Names: Ismail, Muhammad, 1985 November 20- author. | Shakir, Muhammad\hb

Zeeshan, author. | Qaraqe, Khalid A., author. | Serpedin, Erchin, 1967- author.

Title: Green heterogeneous wireless networks / Muhammad Ismail, Muhammad Zeeshan Shakir, Khalid A. Qaraqe, Erchin Serpedin.

Description: Chichester, UK ; Hoboken, NJ : John Wiley & Sons, 2016. | Includes bibliographical references and index.

Identifiers: LCCN 2016010885 (print) | LCCN 2016015082 (ebook) | ISBN 9781119088059 (cloth) | ISBN 9781119088028 (pdf) | ISBN 9781119088035 (epub)

Subjects: Green communications | Energy efficiency | Heterogeneous wireless medium | multi-homing.

Classification: LCC TK5105.78 .I86 2016 (print) | LCC TK5105.78 (ebook) | DDC 004.6/8--dc23

LC record available at http://lccn.loc.gov/2016010885

A catalogue record for this book is available from the British Library.

ISBN: 9781119088059

Preface

This book focuses on the emerging research topic ‘green (energy- efficient) wireless networks’ that has drawn huge attention recently from both academia and industry. This topic is highly motivated due to important environmental, financial and quality-of-experience (QoE) considerations. Due to such concerns, various solutions have been proposed to enable efficient energy usage in wireless networks, and these approaches are referred to as green wireless communications and networking. The term ‘green’ emphasizes the environmental dimension of the proposed solutions. Hence, it is not sufficient to present a cost-effective solution unless it is eco-friendly.
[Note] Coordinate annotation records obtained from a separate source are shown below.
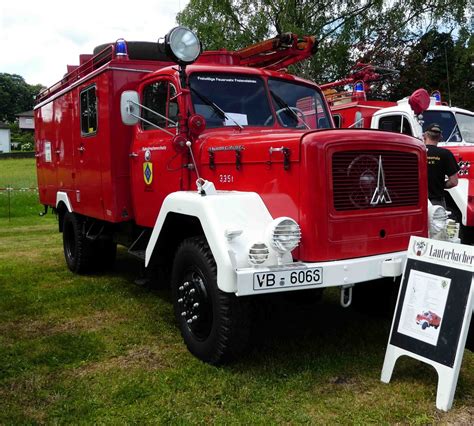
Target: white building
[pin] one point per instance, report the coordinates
(4, 137)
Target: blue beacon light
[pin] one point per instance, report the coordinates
(359, 87)
(120, 47)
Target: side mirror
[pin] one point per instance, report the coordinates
(419, 101)
(129, 109)
(196, 124)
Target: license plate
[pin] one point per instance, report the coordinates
(287, 278)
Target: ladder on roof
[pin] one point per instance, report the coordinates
(278, 52)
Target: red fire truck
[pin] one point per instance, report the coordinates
(411, 116)
(227, 170)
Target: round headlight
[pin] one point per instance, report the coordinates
(438, 217)
(182, 45)
(258, 253)
(285, 234)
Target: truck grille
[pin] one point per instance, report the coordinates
(374, 179)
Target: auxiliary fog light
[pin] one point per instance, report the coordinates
(284, 234)
(438, 218)
(182, 45)
(258, 254)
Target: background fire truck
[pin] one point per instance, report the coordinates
(227, 174)
(351, 109)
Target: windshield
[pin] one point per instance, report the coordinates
(297, 105)
(230, 100)
(242, 100)
(450, 129)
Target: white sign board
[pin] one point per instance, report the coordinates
(433, 312)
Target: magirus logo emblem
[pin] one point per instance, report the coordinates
(380, 195)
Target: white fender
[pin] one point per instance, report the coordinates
(62, 196)
(222, 215)
(459, 194)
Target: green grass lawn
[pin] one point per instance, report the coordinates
(100, 349)
(19, 205)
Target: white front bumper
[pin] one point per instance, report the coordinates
(334, 274)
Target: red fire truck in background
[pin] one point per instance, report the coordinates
(227, 170)
(351, 109)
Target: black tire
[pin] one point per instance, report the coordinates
(215, 330)
(106, 253)
(78, 251)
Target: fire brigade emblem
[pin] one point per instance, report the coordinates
(148, 172)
In this book, we mainly focus on energy-efficient techniques in base stations (BSs) and mobile terminals (MTs) as they constitute the major sources of energy consumption in wireless access networks, from the operator and user perspectives. Furthermore, this book targets the heterogeneous nature of the wireless communication medium, and therefore, the book is entitled ‘Green Heterogeneous Wireless Networks’. The wireless communication medium has become a heterogeneous environment with overlapped coverage due to the co-existence of different cells (macro, micro, pico and femto), networks (cellular networks, wireless local areas networks and wireless metropolitan area networks) and technologies (radio frequency, device-to-device (D2D) and visible light communications (VLC)). In such a networking environment, MTs are equipped with multiple radio interfaces. Through multi-homing capability, an MT can maintain multiple simultaneous associations with different networks. Besides enhancing the achieved data rate through bandwidth aggregation, the heterogeneous wireless medium together with the multi-homing service can enhance the energy efficiency of network operators and mobile users.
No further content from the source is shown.